# Got Me a Kill Today



## dgui (Jan 12, 2010)

Bill Hayes G-10 Composite PFS with 1845 Tubes Ray's Magnetic Pouch and 5/16 Steel Ammo and one Lizard for a Target. After the camera was off I took good care of it.


----------



## drgreen (Feb 21, 2011)

nice kill. are you gonna eat it?!?


----------



## dgui (Jan 12, 2010)

drgreen said:


> nice kill. are you gonna eat it?!?


It was a Snack for the Cat.


----------



## shot in the foot (Jan 3, 2010)

Good shooting, that lizard would have cost £30 over here ha ha, i paid £40 for a skunk, you can sure shoot then little slingshots, jeff


----------



## mckee (Oct 28, 2010)

Good shooting darrel!


----------



## dgui (Jan 12, 2010)

shot in the foot said:


> Good shooting, that lizard would have cost £30 over here ha ha, i paid £40 for a skunk, you can sure shoot then little slingshots, jeff


I can box up several Lizards but no Skunks and send them to you. No Charge.


----------



## dgui (Jan 12, 2010)

mckee said:


> Good shooting darrel!


I had to be careful not to hit the metal trim on my post.


----------



## Nico (Sep 10, 2010)

Hahaha that takes me back to my childhood slingshot days..

Good shot..

Nico


----------



## shot in the foot (Jan 3, 2010)

dgui said:


> Good shooting, that lizard would have cost £30 over here ha ha, i paid £40 for a skunk, you can sure shoot then little slingshots, jeff


I can box up several Lizards but no Skunks and send them to you. No Charge.
[/quote]

Ha ha your ok, we have plenty, my daughter breeds them for schools and collages, its her job doing talks about animals, heres here baby snakes, just born, 
jeff


----------



## e~shot (Jun 3, 2010)

Good shot Darell.


----------



## josephlys (May 4, 2010)

Very nice shooting Dgui, I for 1 hate lizards (house geckos to be precise). I've got this phobia of them. I'm cool with other types of lizards but just not cool with house geckos. They creep me out big time. Whats worse is that they thrive very well in tropical climate and man made dwellings. Literally hundreds of them can be seen scattered across the walls of stores, stalls, food outlets and shops where there is good source of light. They are attracted to the bugs that camp around the light source. But really the geckos are more irritating than the bugs, just a few of them can leave behind a lot of cr-p sticking to your walls in a month. Now imagine a lot of them. So far I've killed 470 of those buggers, and it sure does help me cope with my phobia better. To me they are pest and a big problem to my well being. Just happy I can turn it into a sport.
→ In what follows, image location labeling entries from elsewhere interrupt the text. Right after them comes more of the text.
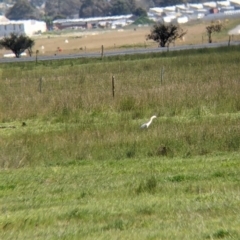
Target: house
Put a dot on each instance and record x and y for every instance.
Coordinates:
(28, 27)
(88, 23)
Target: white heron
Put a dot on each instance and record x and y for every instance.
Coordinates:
(146, 125)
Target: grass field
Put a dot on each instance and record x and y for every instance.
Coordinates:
(76, 165)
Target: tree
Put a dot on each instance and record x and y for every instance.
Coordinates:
(214, 27)
(165, 34)
(17, 43)
(21, 10)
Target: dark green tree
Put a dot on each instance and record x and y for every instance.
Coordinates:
(17, 44)
(21, 10)
(165, 34)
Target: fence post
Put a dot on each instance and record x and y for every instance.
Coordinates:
(40, 85)
(37, 55)
(229, 40)
(162, 72)
(113, 86)
(102, 51)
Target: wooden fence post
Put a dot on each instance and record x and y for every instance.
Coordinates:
(102, 51)
(162, 72)
(40, 85)
(37, 55)
(229, 40)
(113, 86)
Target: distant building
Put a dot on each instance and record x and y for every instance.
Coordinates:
(28, 27)
(88, 23)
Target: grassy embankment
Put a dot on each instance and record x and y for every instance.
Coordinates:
(82, 169)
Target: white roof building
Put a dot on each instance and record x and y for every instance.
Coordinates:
(28, 27)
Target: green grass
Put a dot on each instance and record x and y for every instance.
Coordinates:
(156, 198)
(81, 167)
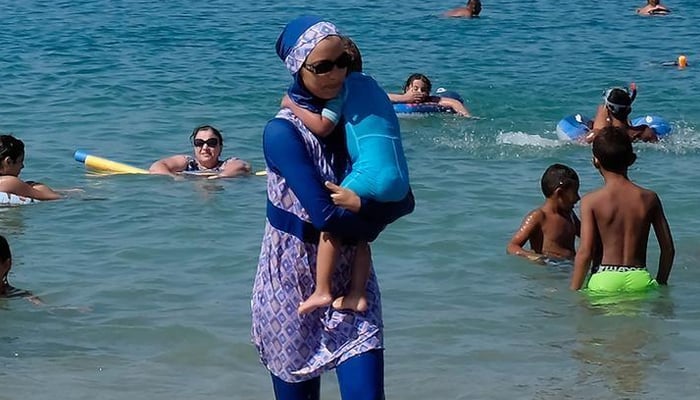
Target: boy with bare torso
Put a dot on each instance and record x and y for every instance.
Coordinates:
(552, 228)
(615, 224)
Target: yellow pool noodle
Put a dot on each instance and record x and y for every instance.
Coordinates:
(100, 164)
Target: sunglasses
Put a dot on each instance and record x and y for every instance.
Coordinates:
(326, 66)
(211, 142)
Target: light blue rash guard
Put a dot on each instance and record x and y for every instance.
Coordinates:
(379, 169)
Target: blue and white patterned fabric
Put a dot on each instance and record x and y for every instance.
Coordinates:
(300, 347)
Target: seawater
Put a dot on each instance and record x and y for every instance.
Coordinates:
(146, 281)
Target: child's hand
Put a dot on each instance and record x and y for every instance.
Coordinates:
(343, 197)
(537, 258)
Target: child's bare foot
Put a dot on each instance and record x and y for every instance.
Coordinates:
(353, 301)
(314, 301)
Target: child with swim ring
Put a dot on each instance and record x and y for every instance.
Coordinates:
(615, 224)
(552, 228)
(379, 169)
(615, 111)
(417, 90)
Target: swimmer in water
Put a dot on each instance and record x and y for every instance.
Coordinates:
(208, 143)
(417, 90)
(11, 164)
(615, 224)
(615, 111)
(552, 228)
(471, 10)
(653, 7)
(7, 290)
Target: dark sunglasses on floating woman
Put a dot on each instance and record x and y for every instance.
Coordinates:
(326, 66)
(211, 142)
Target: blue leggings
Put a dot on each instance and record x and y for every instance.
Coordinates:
(359, 378)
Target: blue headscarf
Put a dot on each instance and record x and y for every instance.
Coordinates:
(298, 38)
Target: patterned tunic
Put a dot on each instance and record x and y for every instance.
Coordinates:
(299, 347)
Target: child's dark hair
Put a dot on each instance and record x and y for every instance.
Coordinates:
(351, 48)
(418, 77)
(11, 147)
(5, 252)
(207, 128)
(612, 147)
(558, 176)
(477, 6)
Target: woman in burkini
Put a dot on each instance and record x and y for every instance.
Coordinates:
(11, 164)
(417, 90)
(379, 168)
(295, 348)
(208, 143)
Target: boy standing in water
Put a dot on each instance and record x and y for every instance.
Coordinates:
(379, 169)
(552, 228)
(616, 220)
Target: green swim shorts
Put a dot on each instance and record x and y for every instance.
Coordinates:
(619, 278)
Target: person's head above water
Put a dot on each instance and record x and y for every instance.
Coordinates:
(619, 102)
(11, 155)
(558, 176)
(418, 83)
(612, 150)
(5, 261)
(313, 51)
(352, 49)
(208, 143)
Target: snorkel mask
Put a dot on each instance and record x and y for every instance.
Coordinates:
(615, 107)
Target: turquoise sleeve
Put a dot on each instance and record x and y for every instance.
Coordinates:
(333, 109)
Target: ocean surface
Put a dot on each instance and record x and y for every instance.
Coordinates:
(146, 281)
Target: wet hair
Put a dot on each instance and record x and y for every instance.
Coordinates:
(612, 147)
(11, 147)
(477, 6)
(207, 128)
(418, 77)
(558, 176)
(5, 252)
(619, 102)
(351, 48)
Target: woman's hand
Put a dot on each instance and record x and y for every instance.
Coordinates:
(345, 198)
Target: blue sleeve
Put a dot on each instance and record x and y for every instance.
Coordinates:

I love snakes btw, had a whip snake once. It was green, long and slender. 6 feet long and its body is just as thick as your index finger. Really loved it, It fed entirely one lizards and frogs-My 2 worse phobias. Had it for a year, after that I released it back into its own habitat. Within that period it ate 160 house geckos, and 30 over small frogs.


----------



## dgui (Jan 12, 2010)

I shoot them off of my wood fence and chain link fence nearly daily for the fun of it and this is the first time I took video of it. But thoses babys can sharpen your aim if you go at it often enough. Yea!


----------



## josephlys (May 4, 2010)

I don't know I often get in pretty close, always within 6-8feet before taking a shot. This way chances of missing slims down. I can't afford to miss, as they may get into my bedroom and I sure as salami can sleep with 1 fat gecko in my room. Not till it dies. I use blowguns most of the time, I'm way more accurate with them.







My mom won't allow me to use slingshots in the house anyways


----------



## Nico (Sep 10, 2010)

dgui said:


> I shoot them off of my wood fence and chain link fence nearly daily for the fun of it and this is the first time I took video of it. But thoses babys can sharpen your aim if you go at it often enough. Yea!


We used to shoot lizzards off the rocks as kids with our slingshots and rocks for ammo, like you said it was all part of sharpening your accuracy and a bit of hunting practice they are tough targets.


----------



## Dayhiker (Mar 13, 2010)

I missed this one. Great shooting Darrell. Like I've said before you will never starve with that skill you have. Hat's off, man.


----------



## Chugosh (Feb 9, 2010)

Might be just a trick of the camera but the ball looked bigger than his head.
A shot I'm not at all sure I could do.


----------



## bullseyeben! (Apr 24, 2011)

dgui said:


> Bill Hayes G-10 Composite PFS with 1845 Tubes Ray's Magnetic Pouch and 5/16 Steel Ammo and one Lizard for a Target. After the camera was off I took good care of it.


Bout time we saw some pigeons in flight knocked from the sky.. I know you can do do it ha ha.. good on ya, Ben


----------



## BCLuxor (Aug 24, 2010)

lol like jeff said I paid 45.00 for my leopard gecko. I know they are a different species to the pest gecko you shoot at but I would be dumb struck if I saw a lizard here in the UK just sitting in my fence shooting it would be my last option... only because they are not common not because I object to it or anything lol.


----------